労働契約法第5条は、使用者が労働者の生命と身体の安全に配慮する義務、いわゆる「安全配慮義務」を負うことを定めています。この義務は、判例上、非常に広範に理解されており、健康障害の防止、労働時間管理、メンタルヘルス対応、ハラスメント防止など、事業運営のあらゆる場面に及びます。
産業医は、この安全配慮義務の履行を、医学的な側面から支える存在です。「会社の側」でも「従業員の側」でもなく、貴社が法令上果たすべき義務を、専門的知見をもって適切に履行できるよう補助する。それが産業医の位置づけであると、私は考えています。

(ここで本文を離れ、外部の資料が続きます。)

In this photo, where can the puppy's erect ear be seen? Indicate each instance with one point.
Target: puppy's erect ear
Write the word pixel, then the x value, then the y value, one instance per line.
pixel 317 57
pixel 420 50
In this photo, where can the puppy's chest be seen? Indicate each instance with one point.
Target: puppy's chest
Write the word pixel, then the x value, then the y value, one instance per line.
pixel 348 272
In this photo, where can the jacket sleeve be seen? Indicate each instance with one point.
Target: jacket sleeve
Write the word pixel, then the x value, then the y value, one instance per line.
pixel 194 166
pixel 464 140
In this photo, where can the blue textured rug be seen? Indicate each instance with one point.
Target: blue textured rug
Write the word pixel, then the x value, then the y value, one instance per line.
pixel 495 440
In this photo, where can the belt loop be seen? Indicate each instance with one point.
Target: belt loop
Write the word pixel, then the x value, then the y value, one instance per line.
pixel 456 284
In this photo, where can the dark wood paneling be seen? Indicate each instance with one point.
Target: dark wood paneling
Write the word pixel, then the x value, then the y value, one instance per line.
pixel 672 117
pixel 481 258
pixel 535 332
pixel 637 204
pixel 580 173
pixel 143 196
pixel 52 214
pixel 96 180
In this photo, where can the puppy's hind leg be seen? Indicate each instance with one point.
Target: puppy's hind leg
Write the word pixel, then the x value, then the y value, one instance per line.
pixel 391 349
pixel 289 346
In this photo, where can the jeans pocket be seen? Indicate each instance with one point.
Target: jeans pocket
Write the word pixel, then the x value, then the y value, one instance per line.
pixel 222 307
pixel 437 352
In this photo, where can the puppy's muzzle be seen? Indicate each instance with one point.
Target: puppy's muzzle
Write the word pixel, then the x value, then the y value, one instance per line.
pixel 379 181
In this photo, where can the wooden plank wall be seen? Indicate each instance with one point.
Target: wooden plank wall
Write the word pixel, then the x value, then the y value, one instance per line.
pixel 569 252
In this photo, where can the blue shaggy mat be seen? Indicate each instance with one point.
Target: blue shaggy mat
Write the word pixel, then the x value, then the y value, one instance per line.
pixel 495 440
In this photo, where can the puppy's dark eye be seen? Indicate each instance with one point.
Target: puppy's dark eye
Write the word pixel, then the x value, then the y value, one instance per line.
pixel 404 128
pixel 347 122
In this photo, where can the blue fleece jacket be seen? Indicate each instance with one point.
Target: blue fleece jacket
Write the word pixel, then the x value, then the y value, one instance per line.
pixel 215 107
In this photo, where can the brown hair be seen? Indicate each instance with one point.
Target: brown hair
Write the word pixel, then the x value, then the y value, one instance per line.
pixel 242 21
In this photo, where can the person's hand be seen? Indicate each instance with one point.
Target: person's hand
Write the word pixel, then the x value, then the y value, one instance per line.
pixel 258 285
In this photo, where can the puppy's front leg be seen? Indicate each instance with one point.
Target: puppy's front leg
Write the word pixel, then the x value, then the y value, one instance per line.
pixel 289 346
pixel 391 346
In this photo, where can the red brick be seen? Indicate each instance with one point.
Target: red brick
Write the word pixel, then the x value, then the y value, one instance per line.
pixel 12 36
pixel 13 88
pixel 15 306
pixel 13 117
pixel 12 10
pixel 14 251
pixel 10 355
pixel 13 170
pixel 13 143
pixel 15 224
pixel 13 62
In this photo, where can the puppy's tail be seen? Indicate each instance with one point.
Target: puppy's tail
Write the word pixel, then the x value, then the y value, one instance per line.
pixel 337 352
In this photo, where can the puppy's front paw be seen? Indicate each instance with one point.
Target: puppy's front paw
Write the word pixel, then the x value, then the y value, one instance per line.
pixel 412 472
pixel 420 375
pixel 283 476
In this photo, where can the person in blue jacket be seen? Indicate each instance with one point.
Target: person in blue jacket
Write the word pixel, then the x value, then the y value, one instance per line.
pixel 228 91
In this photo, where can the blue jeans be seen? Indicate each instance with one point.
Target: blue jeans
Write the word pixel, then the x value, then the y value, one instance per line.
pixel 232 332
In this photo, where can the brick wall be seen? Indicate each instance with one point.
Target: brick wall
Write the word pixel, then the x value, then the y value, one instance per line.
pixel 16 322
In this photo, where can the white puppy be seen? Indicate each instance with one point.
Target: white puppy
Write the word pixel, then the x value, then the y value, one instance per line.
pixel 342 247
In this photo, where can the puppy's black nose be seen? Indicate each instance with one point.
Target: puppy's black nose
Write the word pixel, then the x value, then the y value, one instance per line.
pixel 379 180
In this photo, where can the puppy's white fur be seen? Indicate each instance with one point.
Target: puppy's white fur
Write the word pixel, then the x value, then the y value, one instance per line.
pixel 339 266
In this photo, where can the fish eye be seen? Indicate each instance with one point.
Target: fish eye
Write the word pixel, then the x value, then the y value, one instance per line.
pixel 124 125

このことは、実務にも直接影響します。たとえば、長時間労働者への面接指導の場面。面接指導そのものは労働安全衛生法上の義務ですが、その結果として就業上の措置が必要と判断された場合、その意見を書面で明確に示すことは、貴社が安全配慮義務を果たした証跡ともなります。逆に、産業医が形式的な面談だけで済ませ、必要な意見を示さなかった場合、貴社は「産業医の意見に基づいて適切な措置を取った」という説明ができなくなります。
産業医は、会社に対しても、労働者に対しても、忖度なく意見を述べることが求められる立場です。当事務所は、その役割を独立系事務所という契約形態のもとで、忠実に果たすことを目指しています。